In 2010, he founded the Savvy Gallery in Berlin, bringing together art from the West and elsewhere, and in 2017 was one of the curators of Documenta, a prestigious contemporary art event in the German city of Kassel.

Convinced of the belief that history “has been written by a particular type of people, mostly white and men,” Ndikung has had all the rooms in the HKW renamed after women.

These are figures who have “done something important in the advancement of the world” but were “erased” from history, he added. Among them is Frenchwoman Paulette Nardal, born in Martinique in 1896.
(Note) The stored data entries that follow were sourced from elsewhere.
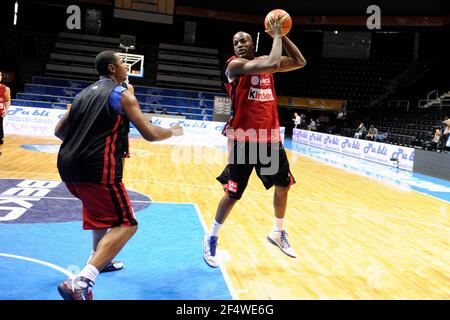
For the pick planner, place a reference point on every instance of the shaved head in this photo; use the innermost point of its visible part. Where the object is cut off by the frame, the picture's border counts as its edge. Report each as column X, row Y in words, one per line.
column 243, row 45
column 242, row 34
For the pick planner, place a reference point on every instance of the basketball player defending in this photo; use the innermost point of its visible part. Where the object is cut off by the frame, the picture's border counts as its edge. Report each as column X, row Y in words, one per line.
column 254, row 126
column 90, row 164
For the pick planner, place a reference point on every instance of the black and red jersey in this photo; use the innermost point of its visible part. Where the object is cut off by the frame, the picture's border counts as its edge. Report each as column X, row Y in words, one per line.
column 92, row 148
column 254, row 105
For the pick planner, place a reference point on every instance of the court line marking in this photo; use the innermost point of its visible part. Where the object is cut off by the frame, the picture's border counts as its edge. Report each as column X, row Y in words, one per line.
column 297, row 198
column 45, row 263
column 226, row 276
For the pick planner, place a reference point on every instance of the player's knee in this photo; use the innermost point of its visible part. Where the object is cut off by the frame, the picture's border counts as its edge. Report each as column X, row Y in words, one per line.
column 281, row 190
column 132, row 230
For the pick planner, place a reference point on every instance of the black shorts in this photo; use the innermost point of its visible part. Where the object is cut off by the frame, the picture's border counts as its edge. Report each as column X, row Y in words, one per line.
column 269, row 159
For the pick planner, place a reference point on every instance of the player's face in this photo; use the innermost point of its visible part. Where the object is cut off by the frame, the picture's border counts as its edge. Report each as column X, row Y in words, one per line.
column 243, row 45
column 121, row 69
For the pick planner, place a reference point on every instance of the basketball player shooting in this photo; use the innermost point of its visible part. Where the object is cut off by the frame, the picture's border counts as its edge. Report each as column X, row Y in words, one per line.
column 255, row 126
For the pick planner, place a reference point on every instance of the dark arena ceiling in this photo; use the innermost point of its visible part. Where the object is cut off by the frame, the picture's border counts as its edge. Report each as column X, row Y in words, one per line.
column 325, row 7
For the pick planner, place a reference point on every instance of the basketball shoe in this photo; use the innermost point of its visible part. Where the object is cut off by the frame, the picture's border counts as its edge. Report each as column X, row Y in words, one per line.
column 209, row 251
column 79, row 288
column 112, row 266
column 279, row 238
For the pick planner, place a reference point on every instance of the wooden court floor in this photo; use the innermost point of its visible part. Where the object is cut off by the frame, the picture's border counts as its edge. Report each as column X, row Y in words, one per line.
column 356, row 238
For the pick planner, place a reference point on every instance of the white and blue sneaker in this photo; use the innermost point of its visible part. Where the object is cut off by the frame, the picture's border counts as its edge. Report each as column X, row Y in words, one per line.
column 112, row 266
column 279, row 239
column 210, row 250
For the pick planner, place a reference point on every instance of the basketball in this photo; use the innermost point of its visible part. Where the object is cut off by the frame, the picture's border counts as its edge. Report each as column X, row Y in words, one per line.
column 282, row 16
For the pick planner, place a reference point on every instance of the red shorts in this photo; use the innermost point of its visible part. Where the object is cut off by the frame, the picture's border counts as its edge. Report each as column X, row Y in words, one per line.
column 105, row 205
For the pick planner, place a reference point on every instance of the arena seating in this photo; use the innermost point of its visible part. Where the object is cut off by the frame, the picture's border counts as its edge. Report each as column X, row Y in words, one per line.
column 47, row 92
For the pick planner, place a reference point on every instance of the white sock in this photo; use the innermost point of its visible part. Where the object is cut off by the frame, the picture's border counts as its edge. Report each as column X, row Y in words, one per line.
column 90, row 272
column 279, row 224
column 215, row 229
column 92, row 254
She helped inspire the creation of the “negritude” movement, which aimed to develop black literary consciousness, and was the first black woman to study at the Sorbonne in Paris.

Reassessing history

Ndikung’s appointment at the HKW comes as awareness grows in Germany about its colonial past, which has long been overshadowed by the atrocities committed during the era of Adolf Hitler’s Nazis.

Berlin has in recent years started returning looted objects to African countries which it occupied in the early 20th century — Burundi, Rwanda, Tanzania, Namibia and Cameroon.
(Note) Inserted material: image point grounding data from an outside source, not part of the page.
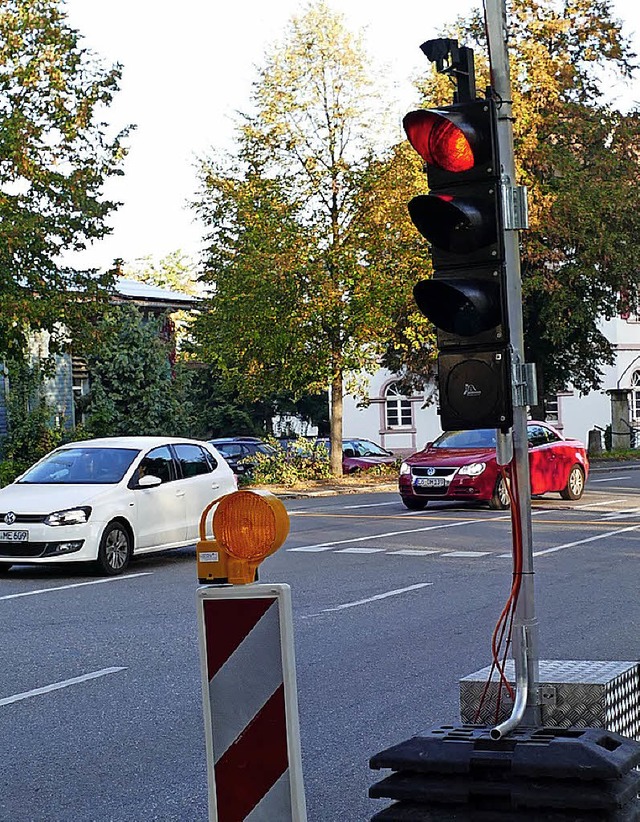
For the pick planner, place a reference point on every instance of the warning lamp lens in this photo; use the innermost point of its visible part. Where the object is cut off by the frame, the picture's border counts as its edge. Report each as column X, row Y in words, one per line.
column 250, row 525
column 439, row 141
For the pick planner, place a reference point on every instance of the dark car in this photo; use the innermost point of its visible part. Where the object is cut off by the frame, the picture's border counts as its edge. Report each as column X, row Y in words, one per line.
column 240, row 452
column 360, row 454
column 462, row 466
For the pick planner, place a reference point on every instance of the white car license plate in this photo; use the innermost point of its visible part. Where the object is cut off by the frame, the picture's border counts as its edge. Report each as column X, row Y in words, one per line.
column 429, row 482
column 14, row 536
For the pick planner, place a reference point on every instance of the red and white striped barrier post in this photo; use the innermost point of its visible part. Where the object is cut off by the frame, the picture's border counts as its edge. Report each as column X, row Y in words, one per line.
column 252, row 735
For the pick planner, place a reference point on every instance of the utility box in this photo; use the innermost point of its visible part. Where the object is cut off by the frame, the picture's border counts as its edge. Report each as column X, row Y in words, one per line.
column 573, row 694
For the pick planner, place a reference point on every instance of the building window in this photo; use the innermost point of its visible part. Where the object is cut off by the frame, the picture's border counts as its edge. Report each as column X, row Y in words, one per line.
column 551, row 410
column 398, row 408
column 635, row 397
column 80, row 377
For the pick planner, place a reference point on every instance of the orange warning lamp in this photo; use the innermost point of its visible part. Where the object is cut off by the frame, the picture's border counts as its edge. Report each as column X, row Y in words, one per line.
column 248, row 526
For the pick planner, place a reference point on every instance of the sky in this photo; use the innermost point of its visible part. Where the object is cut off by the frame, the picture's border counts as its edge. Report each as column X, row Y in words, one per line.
column 188, row 68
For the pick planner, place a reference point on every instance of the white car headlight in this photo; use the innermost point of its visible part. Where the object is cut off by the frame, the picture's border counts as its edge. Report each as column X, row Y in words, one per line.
column 473, row 469
column 71, row 516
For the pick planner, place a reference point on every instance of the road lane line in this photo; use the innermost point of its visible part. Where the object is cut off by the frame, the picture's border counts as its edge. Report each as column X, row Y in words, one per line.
column 628, row 512
column 596, row 504
column 368, row 505
column 468, row 554
column 370, row 599
column 328, row 546
column 75, row 585
column 56, row 686
column 583, row 541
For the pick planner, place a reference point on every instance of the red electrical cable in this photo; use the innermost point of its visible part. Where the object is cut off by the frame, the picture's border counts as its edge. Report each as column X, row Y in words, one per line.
column 504, row 625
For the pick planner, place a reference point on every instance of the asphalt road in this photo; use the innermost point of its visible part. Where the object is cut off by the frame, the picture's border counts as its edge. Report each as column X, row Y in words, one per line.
column 100, row 700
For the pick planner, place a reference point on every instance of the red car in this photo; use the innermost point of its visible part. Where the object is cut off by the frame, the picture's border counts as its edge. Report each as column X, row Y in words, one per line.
column 461, row 466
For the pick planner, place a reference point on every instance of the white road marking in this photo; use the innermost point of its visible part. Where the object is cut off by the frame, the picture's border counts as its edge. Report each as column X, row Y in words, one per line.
column 627, row 512
column 584, row 541
column 468, row 554
column 74, row 585
column 596, row 504
column 56, row 686
column 329, row 546
column 610, row 479
column 368, row 505
column 370, row 599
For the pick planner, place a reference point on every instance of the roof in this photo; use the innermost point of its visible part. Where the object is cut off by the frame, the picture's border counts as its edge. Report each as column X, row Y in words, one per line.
column 152, row 296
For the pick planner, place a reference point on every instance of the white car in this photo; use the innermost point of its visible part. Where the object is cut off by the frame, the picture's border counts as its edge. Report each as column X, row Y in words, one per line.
column 103, row 500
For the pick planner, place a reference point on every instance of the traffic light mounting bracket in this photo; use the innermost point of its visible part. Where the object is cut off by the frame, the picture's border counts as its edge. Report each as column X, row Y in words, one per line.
column 456, row 61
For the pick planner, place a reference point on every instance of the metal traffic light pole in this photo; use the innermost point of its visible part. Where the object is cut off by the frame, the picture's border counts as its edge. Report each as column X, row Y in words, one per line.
column 526, row 709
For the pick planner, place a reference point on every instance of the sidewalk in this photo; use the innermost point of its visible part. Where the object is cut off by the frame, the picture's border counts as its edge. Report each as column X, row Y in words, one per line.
column 363, row 484
column 330, row 487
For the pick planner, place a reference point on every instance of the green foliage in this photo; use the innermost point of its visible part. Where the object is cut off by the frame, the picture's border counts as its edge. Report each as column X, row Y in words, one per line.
column 299, row 462
column 55, row 155
column 307, row 283
column 30, row 419
column 133, row 387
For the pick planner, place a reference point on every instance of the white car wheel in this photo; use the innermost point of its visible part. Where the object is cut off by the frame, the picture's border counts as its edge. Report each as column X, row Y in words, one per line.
column 115, row 549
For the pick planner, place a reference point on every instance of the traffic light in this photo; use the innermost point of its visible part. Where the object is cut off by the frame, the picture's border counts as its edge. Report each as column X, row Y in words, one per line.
column 466, row 299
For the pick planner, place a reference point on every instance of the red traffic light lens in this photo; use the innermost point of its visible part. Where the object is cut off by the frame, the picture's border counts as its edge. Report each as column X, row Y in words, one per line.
column 439, row 141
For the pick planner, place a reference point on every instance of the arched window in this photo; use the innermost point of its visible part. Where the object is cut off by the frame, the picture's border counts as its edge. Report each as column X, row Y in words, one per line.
column 635, row 396
column 398, row 408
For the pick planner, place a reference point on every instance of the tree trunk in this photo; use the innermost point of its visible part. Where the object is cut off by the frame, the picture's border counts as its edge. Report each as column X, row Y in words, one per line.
column 336, row 425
“It’s long overdue,” said Ndikung.

He was born in Cameroon’s capital, Yaounde, into an anglophone family.

The country is majority francophone but also home to an anglophone minority and has faced deadly unrest in English-speaking areas, where armed insurgents are fighting to establish an independent homeland.

One of his dreams is to open a museum in Cameroon “bringing together historical and contemporary objects” from different countries, he said.

He would love to locate it in Bamenda, the capital of Cameroon’s restive Northwest region.

“But there is a war in Bamenda, so I can’t,” he says.